Pick n Pay asap! usually competes on the same terrain. It is useful when you want supermarket breadth without leaving the house. It is less convincing when the only thing you need is one urgent item and you care mainly about speed.

What fees do to the final total

People love comparing product prices and then ignoring everything else that changes the bill. That is a mistake. The true cost of a quick grocery order includes product pricing, delivery charges, service fees and the cost of substitutions when the original item is missing.

Sixty60 often carries a visible flat delivery fee, commonly around R35, plus a service fee. That makes it easy to compare, but not necessarily cheap once the basket grows. Pick n Pay asap! has its own delivery and service structure, and it can look similar on paper until you check the total. Zulzi’s pricing can be harder to compare because a curated catalogue does not always mirror supermarket shelf prices or in-store specials in the same way a store-based service does.

That difference matters in a 25-item basket. A service may look competitive on paper until you notice that a few items are more expensive, one product is missing, and the replacement costs more than the original. If your basket is small, the fee structure can dominate the whole order. If your basket is larger, the product prices and promotions start to matter more.

The pharmacy question is not minor

One of the more practical edges in this comparison is pharmacy access. Zulzi offers selected pharmacy orders, which is useful if you need an item that sits between groceries and medicine cabinet basics. Sixty60 can also handle pharmacy items through Checkers Hyper pharmacies, but that depends on the hours and operating setup of the store in question.

Pharmacy availability is not just about the app. It is about the location, the store hours, and the item itself. A consumer in Sandton or Durban North may have a very different experience from someone ordering in a smaller or more marginal service area. If the medicine is genuinely urgent, you cannot treat app coverage as a vague promise. You need the item, the hour, and the address to line up on the day.

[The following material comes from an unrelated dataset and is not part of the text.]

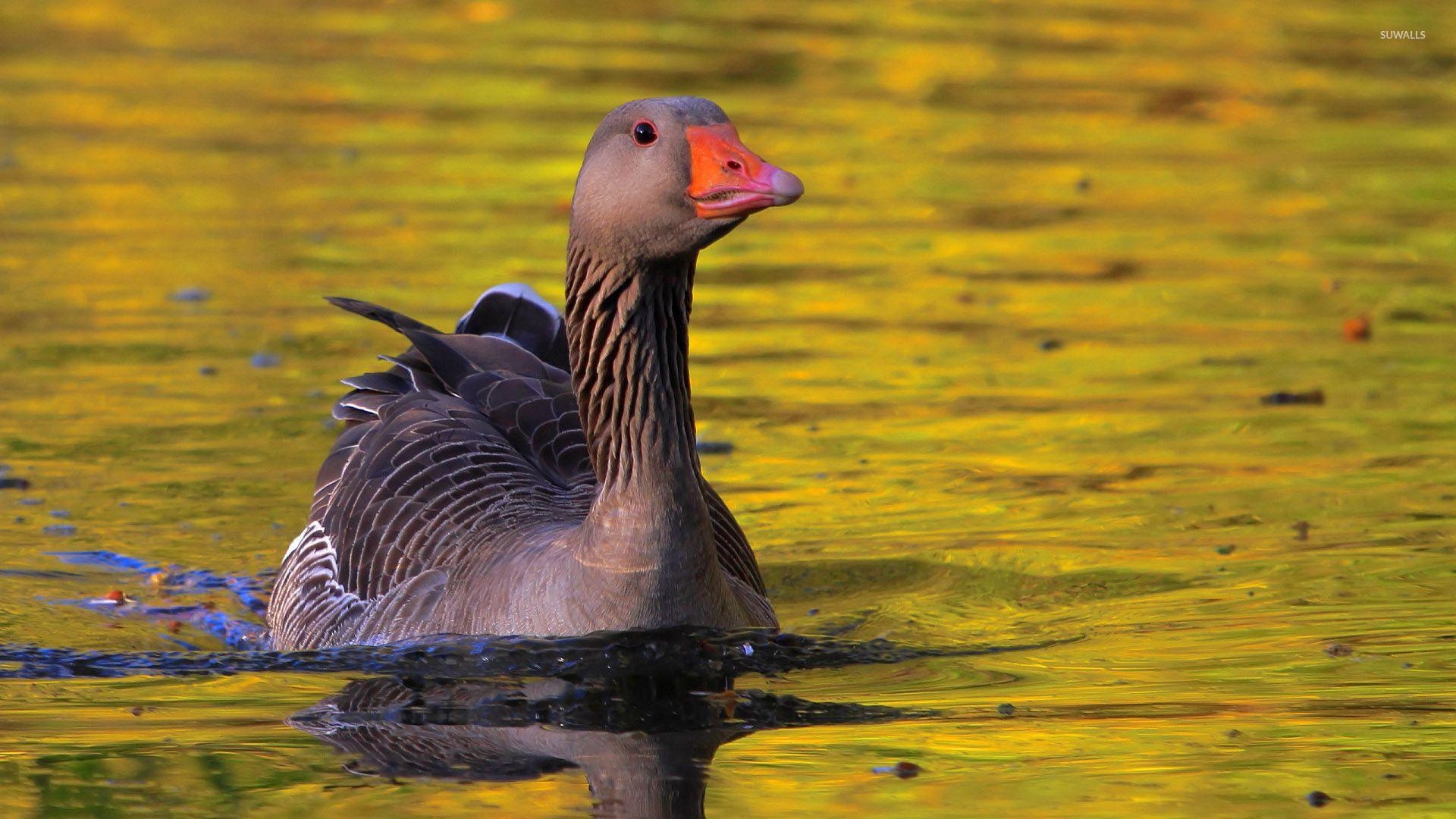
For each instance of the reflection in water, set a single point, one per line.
(642, 744)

For pharmacy orders, the broader supermarket model often has the advantage if the item is stocked and the pharmacy is open. The tighter Zulzi model has the advantage if the item is one of the selected products it actually carries and the nearby fulfilment site is running properly. The service is only useful if both conditions hold.

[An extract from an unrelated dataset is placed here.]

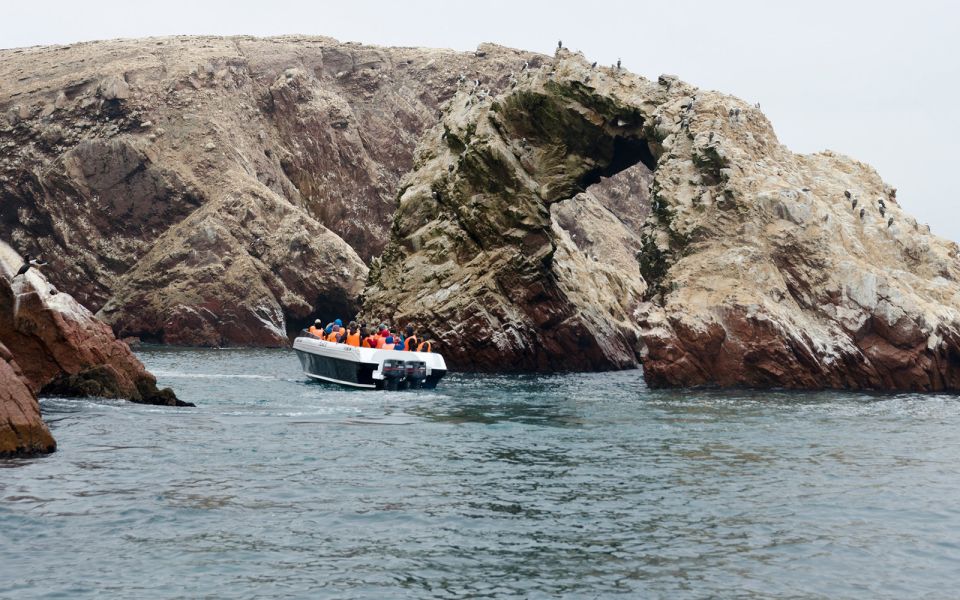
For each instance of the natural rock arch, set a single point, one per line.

Where each service makes sense

Zulzi is the one to use when the order is small, urgent and annoyingly specific. A forgotten onion. A cold drink for guests. Toilet paper after a badly timed shortage. A quick top-up when you do not want a full supermarket experience. It is built for frictionless emergency shopping, not for a Sunday stock-up.

Checkers Sixty60 is the better bet when the basket looks like an actual weekly shop. It handles more brands, more pack sizes and more of the things people buy when they are trying to stretch a budget. If you care about promos, choice and the odds of finding exactly what you wrote down, Sixty60 is still the stronger consumer proposition.

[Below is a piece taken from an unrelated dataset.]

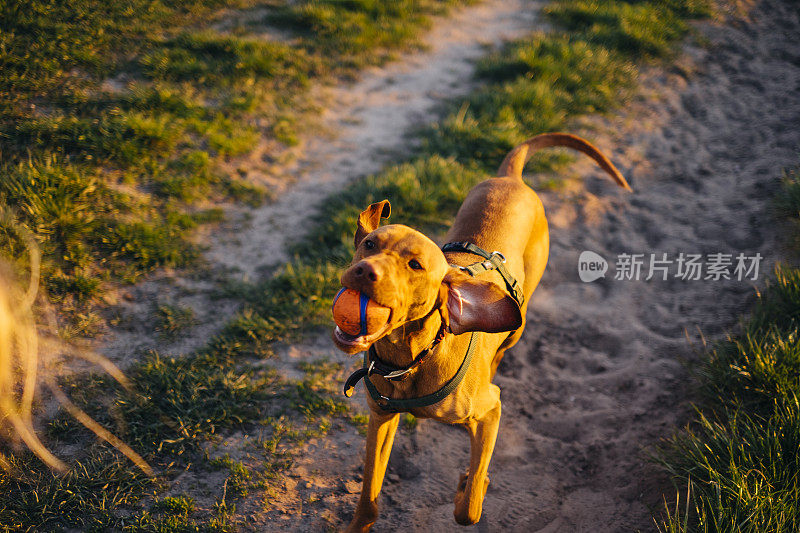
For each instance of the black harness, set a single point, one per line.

Pick n Pay asap! belongs in the same conversation, but mostly as a broader supermarket alternative rather than the fastest emergency tool. It gives you another route into store-based range, which matters when one retailer is out of stock or overbooked.

The verdict

Zulzi is the sharper tool, not the better supermarket. That distinction does the whole job. Its curated model can genuinely help when the shopping list is short and time is tight. It is the kind of service you use when speed is the point and range is not.

Sixty60 still delivers the better basket. Not every time, not in every suburb, and not when a store is jammed on a Friday evening. But across a 25-item basket, especially one that includes produce, meat, milk, medicine and a harder-to-find household item, the store-based model is more likely to return something complete enough to use without a second thought.

Pick n Pay asap! sits close behind in the same category, useful when you want supermarket breadth from a phone and can tolerate a little less certainty. For a forgotten ingredient or a single emergency item, Zulzi has the edge. For a real shop, Sixty60 remains the one that makes the most sense.